This repository contains example scripts, information and data for the manuscript "Leveraging existing data to maximise quality and consistency across gene model annotations: a Fusarium pan-annotation". Hill,R. Reynolds,G.,Hall,N & Swarbreck,D..
Final Fusarium reannoations are available via this link.
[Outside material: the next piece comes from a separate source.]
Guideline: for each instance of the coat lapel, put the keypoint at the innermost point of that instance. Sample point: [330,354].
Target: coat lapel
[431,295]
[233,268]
Zenodo doi:10.5281/zenodo.13829922.
gffread -g <genome.fa> -o <output.gff3> --keep-genes -E -y <output.proteins.fasta> <original.gff3>
busco -i /<genome.fasta> -m genome -o <out.genome.busco> -l hypocreales_odb10 -c 4 --download_path <download_path> --offline
busco -i /<genome.fasta> -m protein -o <out.genome.busco> -l hypocreales_odb10 -c 4 --download_path <download_path> --offline
compleasm run -a <genome.fa> -o <out_dir> -l hypocreales_odb10 -t <threads> -L hypocreales_odb10
Repeat masking was performed by EI repeat
eirepeat configure --species sordariomyceta --run_red_repeats --close_reference <refeerence genome> --organellar_fasta <fusarium_organellese.fasta> -o <eirepeat_output> -f <genome.fasta>
galba.pl --workingdir=<working_directory> --genome <softmasked_genome> -prot_seq=<extracted_protein_sequences> --gff3 --verbosity=4 -- threads <thread_num> --skipAllTraining --species=fusarium_ei --AUGUSTUS_CONFIG_PATH <config_path>
Helixer.py --subsequence-length 21384 --overlap-offset 10692 --overlap-core-length 16038 --model-filepath fungi_v0.3_a_0100.h5 --temporary-dir <tmp.directory> --fasta-path <fasta_file> --gff-output-path <output_file>
liftoff -polish -cds -g <reference_annotation> -o <ourput_dir> {target_genome> <reference_genome>
The below commands are ran for all comparisons. For example, original annotations vs liftoff round1 or minos-selected models vs liftoff round2.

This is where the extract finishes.